The Canterbury Plains (Kā Pākihi-whakatekateka-a-Waitaha) are an area in New Zealand centred in the Mid Canterbury, to the south of the city of Christchurch in the Canterbury region. Their northern extremes are at the foot of the Hundalee Hills in the Hurunui District, and in the south they merge into the plains of North Otago beyond the Waitaki River. The smaller Amuri Plain forms a northern extension of the plains.

==Geology==
The Canterbury Plains were formed from Quaternary moraine gravels transported from the Southern Alps and deposited here during glacial periods in the late Pleistocene approximately 3 million to 10,000 years ago. The alluvial gravels were then reworked as shingle fans of several of the larger rivers, notably the Waimakariri, the Rakaia, the Selwyn, and the Rangitata. Part of the Canterbury-Otago tussock grasslands, the land is suitable for moderately intensive livestock farming but is prone to droughts, especially when the prevailing wind is from the northwest. At these times, the weather phenomenon known as the Nor'west arch can be seen across much of the plain.

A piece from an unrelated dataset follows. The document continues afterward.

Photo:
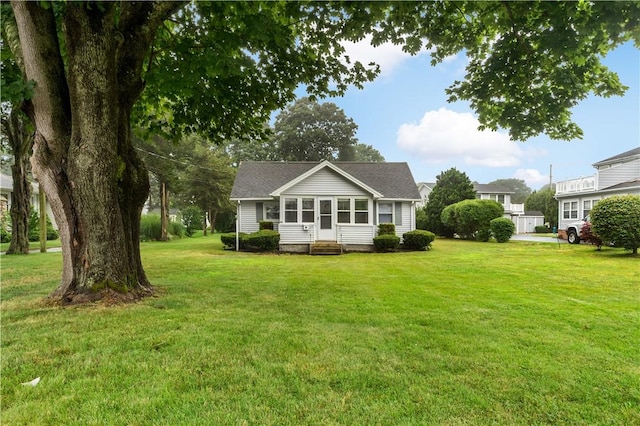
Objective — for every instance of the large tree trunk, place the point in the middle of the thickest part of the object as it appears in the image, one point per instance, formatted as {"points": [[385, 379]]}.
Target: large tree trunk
{"points": [[21, 141], [83, 153]]}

A major earthquake on 4 September 2010 revealed a previously unknown geological fault beneath the Canterbury Plains and created a surface rift that offset features by as much as four metres in places.

==Rivers==
The rivers of the Canterbury Plains have a distinctive braided appearance, which differentiates this area from the plains of North Otago to the south – beyond the Waitaki, the rivers typically have narrower, well-formed channels, rather than spreading across wide shingle depressions, as in Canterbury.

Most of the population of Canterbury lives in a series of large and small towns arranged northeast to southwest along the plains, connected by State Highway 1 and the Main South railway line. These include Christchurch, Ashburton and Timaru, and the smaller Kaiapoi, Dunsandel, Rakaia, Temuka, and Glenavy. Other towns on the plains include Rangiora, Leeston, Lincoln, Darfield, Geraldine, Methven and Waimate.

==Fauna==
The extremely rare weevil Hadramphus tuberculatus is endemic to the plains.